Les études sur le devenir des stents actifs ont démontré une diminution du taux de
revascularisation secondaire quatre fois plus bas que pour les stents passifs, mais une
augmentation du risque de thrombose tardive de 0.6%/an (2.2% à 4 ans) lorsque les patients
ne sont plus sous bi-thérapie [231]. Le problème tient au fait que la thrombose de stent a une
mortalité de 11-45% (moyenne 25%) et un taux d’infarctus allant jusqu’à 50%, alors que la
resténose est un événement bénin dont la mortalité est < 1%. En effet, la thrombose de stent
correspond à l’occlusion abrupte d’un vaisseau dont le flux était normal et la collatéralisation
faible. Les prédicteurs de la thrombose de stent sont par ordre croissant d’importance
[161,262] :
Toutes ces données concernent les stents de première génération. Des progrès techniques
(armature en alliage de magnésium ou en polymère de lactate biorésorbables) et de nouvelles
substances antiprolifératives (zotarolimus, everolimus, biolimus) modifient ces données.
L’expérience montre en effet qu’une bithérapie antiplaquettaire de 6 mois seulement ne
modifie pas le pronostic par rapport à un traitement de 12 à 24 mois dans le cas de stents à bas
risque et chez des malades non-diabétiques [105,239]. Toutefois, cesser la bithérapie après 6
mois, comme il est concevable dans une coronaropathie stable, n’est pas un scénario
extrapolable à la période périopératoire, qui est une période à haut risque accompagnée d’un
syndrome inflammatoire massif et d’une hyperactivité thrombocytaire puissante. La faisabilité
d’un traitement de seulement 6 mois dans certaines circonstances n’est en aucun cas un
argument pour interrompre une thérapie en cours afin de programmer une intervention
chirurgicale dans des délais raccourcis. Tout au plus, certaines données récentes avec les
nouveaux stents permettent d’envisager une opération vitale dans un délai de 3-6 mois [111].

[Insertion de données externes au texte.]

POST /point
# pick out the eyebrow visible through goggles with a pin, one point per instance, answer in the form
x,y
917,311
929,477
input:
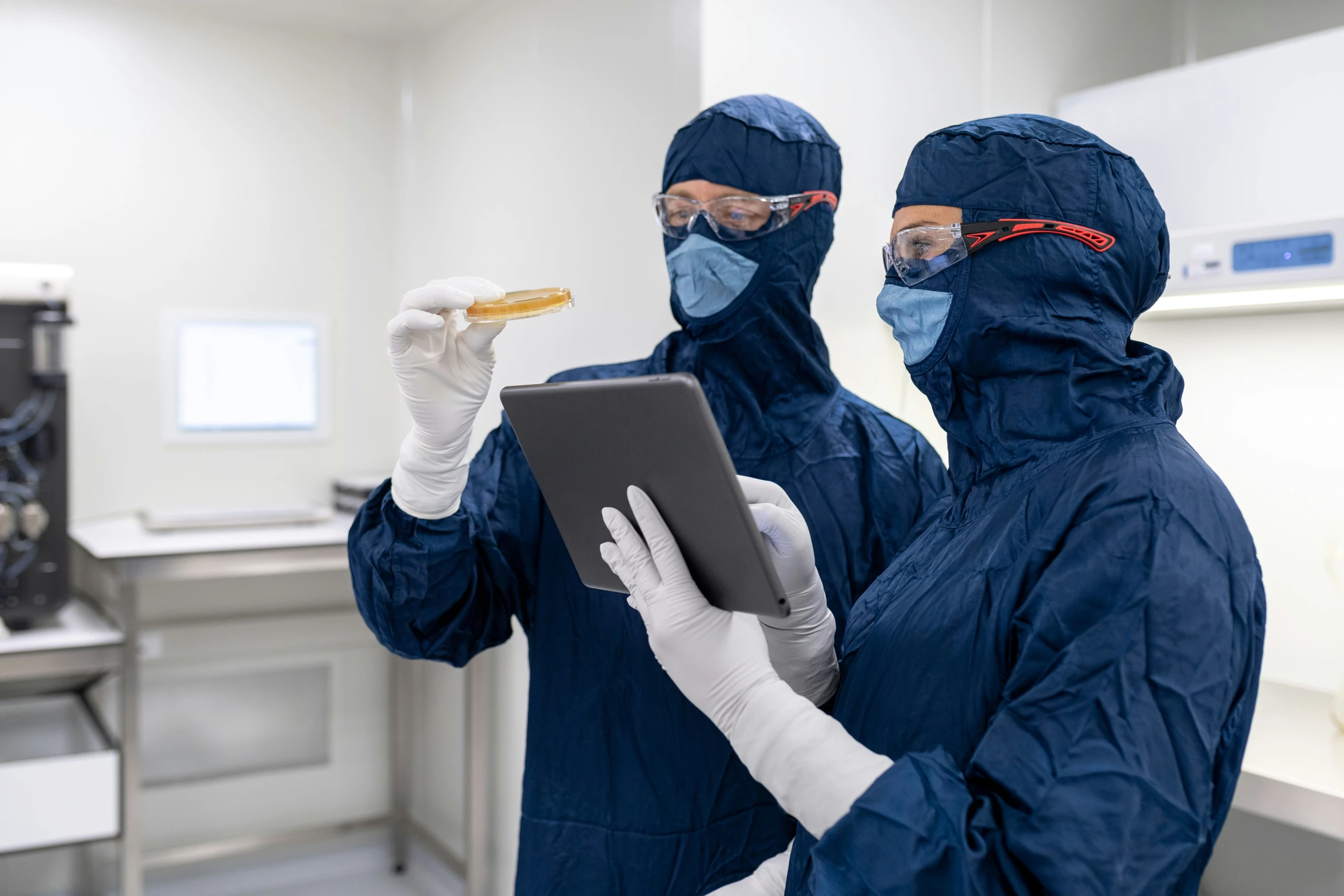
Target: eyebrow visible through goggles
x,y
918,253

D’autre part, l’absence de recul à long terme et d’expérience dans le périopératoire avec les
stents de deuxième et troisième génération n’autorise pas pour l’instant à modifier les
recommandations faites concernant les délais et le traitement antiplaquettaire après pose de
stents actifs. Quel que soit le risque propre des stents en fonction du délai, le pronostic du
patient est très fortement dépendant de son risque cardiovasculaire (anamnèse de SCA,
infarctus, FE basse, AVC, etc) et de la gravité de l’intervention chirurgicale [111].